If I have understood correctly, then the problem is to find a probability distribution for the time at which the first run of $n$ or more heads ends.
Edit The probabilities can be determined accurately and quickly using matrix multiplication, and it is also possible to analytically compute the mean as $\mu_-=2^{n+1}-1$ and the variance as $\sigma^2=2^{n+2}\left(\mu-n-3\right) -\mu^2 + 5\mu$ where $\mu=\mu_-+1$, but there is probably not a simple closed form for the distribution itself. Above a certain number of coin flips the distribution is essentially a geometric distribution: it would make sense to use this form for larger $t$.
The evolution in time of the probability distribution in state space can be modelled using a transition matrix for $k=n+2$ states, where $n=$ the number of consecutive coin flips. The states are as follows:
- State $H_0$, no heads
- State $H_i$, $i$ heads, $1\le i\le(n-1)$
- State $H_n$, $n$ or more heads
- State $H_*$, $n$ or more heads followed by a tail
Once you get into state $H_*$ you can't get back to any of the other states.

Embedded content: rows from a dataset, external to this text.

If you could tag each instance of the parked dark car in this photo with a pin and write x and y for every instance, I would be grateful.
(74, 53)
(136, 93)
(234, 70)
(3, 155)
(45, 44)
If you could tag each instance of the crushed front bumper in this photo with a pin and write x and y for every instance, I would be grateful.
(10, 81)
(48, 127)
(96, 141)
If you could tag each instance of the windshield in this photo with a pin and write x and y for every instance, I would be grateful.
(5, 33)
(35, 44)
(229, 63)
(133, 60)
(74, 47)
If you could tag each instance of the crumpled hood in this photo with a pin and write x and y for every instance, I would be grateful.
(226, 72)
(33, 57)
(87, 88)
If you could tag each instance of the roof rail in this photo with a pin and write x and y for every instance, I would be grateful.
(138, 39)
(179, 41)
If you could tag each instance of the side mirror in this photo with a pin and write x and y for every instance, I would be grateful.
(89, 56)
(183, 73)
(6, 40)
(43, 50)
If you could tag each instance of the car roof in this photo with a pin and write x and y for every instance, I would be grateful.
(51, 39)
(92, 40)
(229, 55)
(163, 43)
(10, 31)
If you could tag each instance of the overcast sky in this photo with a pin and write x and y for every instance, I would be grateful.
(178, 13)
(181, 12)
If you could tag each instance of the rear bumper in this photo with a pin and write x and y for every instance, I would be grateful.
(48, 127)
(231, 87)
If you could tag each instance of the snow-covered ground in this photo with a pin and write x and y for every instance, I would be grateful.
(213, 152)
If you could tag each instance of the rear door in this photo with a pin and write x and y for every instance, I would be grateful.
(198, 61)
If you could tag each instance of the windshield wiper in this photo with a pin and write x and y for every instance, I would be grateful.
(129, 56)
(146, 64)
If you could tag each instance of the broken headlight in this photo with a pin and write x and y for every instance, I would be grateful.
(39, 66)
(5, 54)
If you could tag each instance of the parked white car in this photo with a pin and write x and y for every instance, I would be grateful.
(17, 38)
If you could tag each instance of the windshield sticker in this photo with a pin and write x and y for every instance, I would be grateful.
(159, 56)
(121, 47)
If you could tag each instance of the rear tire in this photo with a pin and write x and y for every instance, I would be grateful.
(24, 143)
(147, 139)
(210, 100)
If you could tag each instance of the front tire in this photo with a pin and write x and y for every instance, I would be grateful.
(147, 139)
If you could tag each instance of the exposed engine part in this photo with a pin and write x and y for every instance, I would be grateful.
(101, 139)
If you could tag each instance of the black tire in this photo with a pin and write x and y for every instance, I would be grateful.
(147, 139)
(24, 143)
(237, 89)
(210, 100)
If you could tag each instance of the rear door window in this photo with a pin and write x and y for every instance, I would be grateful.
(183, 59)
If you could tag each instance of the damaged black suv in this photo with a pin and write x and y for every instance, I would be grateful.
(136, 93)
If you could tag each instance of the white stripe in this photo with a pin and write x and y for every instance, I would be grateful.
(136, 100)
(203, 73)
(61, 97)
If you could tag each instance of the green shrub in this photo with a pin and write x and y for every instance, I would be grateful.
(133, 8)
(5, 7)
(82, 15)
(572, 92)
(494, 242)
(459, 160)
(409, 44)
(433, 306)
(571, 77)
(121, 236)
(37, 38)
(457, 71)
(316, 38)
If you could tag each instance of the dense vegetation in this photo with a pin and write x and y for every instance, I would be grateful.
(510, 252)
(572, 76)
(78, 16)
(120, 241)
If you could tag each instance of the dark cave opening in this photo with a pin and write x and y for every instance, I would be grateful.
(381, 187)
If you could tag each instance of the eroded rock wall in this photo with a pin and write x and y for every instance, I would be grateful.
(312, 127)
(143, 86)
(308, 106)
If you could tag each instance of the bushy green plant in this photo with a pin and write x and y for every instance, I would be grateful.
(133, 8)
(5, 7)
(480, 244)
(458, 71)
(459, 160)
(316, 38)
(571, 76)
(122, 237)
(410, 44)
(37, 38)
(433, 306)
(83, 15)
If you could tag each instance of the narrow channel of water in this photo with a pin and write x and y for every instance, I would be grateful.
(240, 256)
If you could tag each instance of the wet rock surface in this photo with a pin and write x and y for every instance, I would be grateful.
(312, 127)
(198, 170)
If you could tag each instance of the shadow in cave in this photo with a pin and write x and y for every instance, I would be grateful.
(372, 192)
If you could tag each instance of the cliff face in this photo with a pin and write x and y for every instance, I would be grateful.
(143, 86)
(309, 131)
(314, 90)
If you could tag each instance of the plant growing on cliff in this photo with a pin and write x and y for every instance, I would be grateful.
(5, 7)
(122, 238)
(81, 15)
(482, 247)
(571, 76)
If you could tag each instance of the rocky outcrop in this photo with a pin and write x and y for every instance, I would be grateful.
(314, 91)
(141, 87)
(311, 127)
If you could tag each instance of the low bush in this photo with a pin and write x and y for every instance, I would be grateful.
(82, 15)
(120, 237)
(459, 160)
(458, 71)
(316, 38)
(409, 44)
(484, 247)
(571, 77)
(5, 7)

The state transition probabilities to get into the states are as follows
- State $H_0$: probability $\frac12$ from $H_i$, $i=0,\ldots,n-1$, i.e. including itself but not state $H_n$
- State $H_i$: probability $\frac12$ from $H_{i-1}$
- State $H_n$: probability $\frac12$ from $H_{n-1},H_n$, i.e. from the state with $n-1$ heads and itself
- State $H_*$: probability $\frac12$ from $H_n$ and probability 1 from $H_*$ (itself)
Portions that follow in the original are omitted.